Simon Gault is the latest and most high-profile chef to speak out about the government’s proposed changes to immigration laws. Gault has recently opened his new restaurant Giraffe on Auckland’s Viaduct Harbour, but is struggling to find staff members.

"It's almost impossible to get staff to work at restaurants, and you have to rely on the people coming in [from overseas],” he said, challenging lawmakers to work a shift in his restaurant to understand the pressures of hospitality. “A lot of these people coming in come from a lifestyle of families, from hospitality, and they come with a lot of skill that we don't have in New Zealand.”

Gault is one of many to have spoken out against the proposed changes to the Skilled Migrant Category, announced in April and set to come into force on August 14. The changes mean that immigrant workers in a number of jobs now need to earn a minimum of $48,859 a year in order to earn points and gain a pathway to residency.

Olaf’s Artisan Bakery Café in Mt Eden is another establishment already feeling the roll-on effects of the new immigration policy, with five of the café’s 25 workers already having resigned.

“They want to move to Hamilton, Tauranga, to try to pick up extra points to get through their immigration applications before the rules change,” said co-owner Robert Heeps. The café is having trouble finding new workers because immigrants were rethinking a career in hospitality, meaning it was difficult to employ staff with necessary skills. As a result they have shortened their hours, posting a notice on their door urging customers to lobby the immigration minister.
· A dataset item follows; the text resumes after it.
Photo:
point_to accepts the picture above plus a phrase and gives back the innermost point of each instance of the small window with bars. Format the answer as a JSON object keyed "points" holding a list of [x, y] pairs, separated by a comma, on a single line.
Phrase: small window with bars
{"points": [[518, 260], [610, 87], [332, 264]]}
According to figures supplied by the Restaurant Association, the hospitality industry is a $9 billion per year industry that employs over 120,000 employees across 17,000 businesses. “Despite the policy makers’ argument to the contrary, the hospitality industry currently suffers from a labour shortage,” said CEO Marisa Bidois. “We rely on skilled workers from overseas to fill the void. When no suitable New Zealanders are available strategies that ensure migrant workers can continue to be a part of the hospitality mix are important.”

In a seven-page submission to MBIE, the Restaurant Association argues that a fundamental problem exists in that the policy currently takes a ‘one size fits’ all approach, ignoring the substantial differences between local and regional economies and labour markets. In addition to this the policy also fails to address differences in each sector that will be affected by the proposed changes to policy, particularly within the hospitality industry.

The submission takes issue with the minimum salary level, which is high considering the average hospitality wage, in conjunction with the duration of the visas. “The maximum three year duration for visa holders that do not meet the remuneration threshold for certain roles does not mirror the typical skills pathway for our industry. For example, a Chef de Partie would generally require five years to reach the higher skill level that may elevate them into one of the more senior roles where different visa conditions apply (eg Sous chef).”

The Restaurant Association submission recommends that for certain roles in the hospitality industry the maximum duration of the essential skills visa should be set as three years, with no limit to the number of times someone can reapply and a pathway to residence.

Immigration Minister Michael Woodhouse told Restaurant and Café that the government has considered the submissions and intends to make an announcement in the coming weeks.

“I want to reassure the hospitality industry that employers will continue to be able to employ migrant labour where there are genuine labour shortages and they can prove there is no New Zealander available to do the job,” he said. “However, we also want to ensure that the conditions under which migrants are coming to New Zealand are clear.”